しかし、憎しみに燃える彼の瞳の奥底には悲しみにも似た色も感じられていた・・・・・・今までは。事あるごとに冒険隊の前に立ちはだかる、黒衣の僧侶。いまだ名も分からず、破壊の限りをつくす彼の前に映るのは、同じ主に忠誠を誓った者の姿だった。
「お前のような、三流策士が同類とはな」
黒衣を纏った僧侶の前には、もう一人僧侶がいる。青白く怪しい目の、蓄えた髭をさする男、元ロシア王国顧問、名をラスプーチンという。
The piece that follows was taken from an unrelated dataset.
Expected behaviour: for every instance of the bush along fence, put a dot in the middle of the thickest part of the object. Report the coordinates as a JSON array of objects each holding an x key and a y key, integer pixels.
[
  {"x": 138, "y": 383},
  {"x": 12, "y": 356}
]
「穏やかではないな、同じ主に仕える仲間。紳士的にはいかないものかね?」
嘲りを含んだその声は冷たい。
「まあ、いい。で、今日はいったい何のようだ」
黒衣の僧侶の問いに。
「近くまでよったので、ついでだよ。そろそろ隠れているのも飽いた、時期は冬、騎士団も凍える時期。一つ二つ街を襲ってみるのも、また面白い」
「趣味が良いというか、悪いというか、小賢しい」
吐き捨てるかのような言葉など、気にも留めずラスプーチンは返す。
「褒めてもらわなくても結構。自分の仕事をするがいい。それではまた会えるとよいな同士、ゲオルグ」
「その名前で俺を呼ぶな!」
ゲオルグの名を聞いた瞬間、黒衣の男の態度が変わった。衝動と圧迫をない交ぜにした物、苦しみにも似た激情を両の目に宿し睨む。
「失敬、禁句であったかな」
意地悪い笑みをラスプーチンは浮かべた。
●魔女の森
魔女の森はアレクの故郷の村にある森だ。魔女が住むという噂がある森、実際に森の魔女と呼ばれる女も存在する。この森は、迷いの森とも呼ばれる。アレクが冒険に出たきっかけである友達のオーガ、プースキンも森の奥にある魔女の館にいた。
魔女といっても、彼女自身は特に何の罪を起こしたわけでもない。だが、隠れなければならなかった理由もある。
その理由によって今回の事件は起きた。
「鍵はどこだ?」
館の部屋には、二匹の狼を連れた女と紅色のローブを羽織った男がいた。
「久しぶりに訪ねて来て何を聞くかと思えば、知らないね」
魔女の小馬鹿にしたような態度に男は苛立ちを隠せない。
「領主の命だ、居場所を教えてくれ」
「あの馬鹿の言う事を聞く気などないのは、あんたも知っているだろうに」
そう返した魔女の最大の誤算は、目の前の男にはこれ以上問答をしている余裕は無く、実力行使にでたことだ。
かつてその村は一度灰と化し、復興の途中だ。
村は数度の災いにも持ちこたえてきた。そして、今再びやってきた者の手により、行われる行為にも果たして耐えうるのだろうか?
「鍵の情報と、村一つどちらを守るか? 選択する時だ」
魔女に向かってローブの男はそう問う。
「・・・・・・」
無言の魔女に彼は言った。
「君が何のためにこの村の近くにいたのかは、分かっているつもりだよ。時間はあまりない この程度の村、燃やし尽くすのは簡単だ。戦う力を忌避する君では、村一つ守ることすら叶わないだろう」
魔女に向かって男はそう言う。
彼女に従う二匹の狼が牙を剥くが、村人に向けられた男の杖を見た魔女の指示によって沈黙した。
●キエフ
来月の初め、アレクは齢十三を数える。
この一年何が変わったかというと、本人は気づくこともないようだ。周りはそれとなく変化を感じてはいたとしても・・・・・・。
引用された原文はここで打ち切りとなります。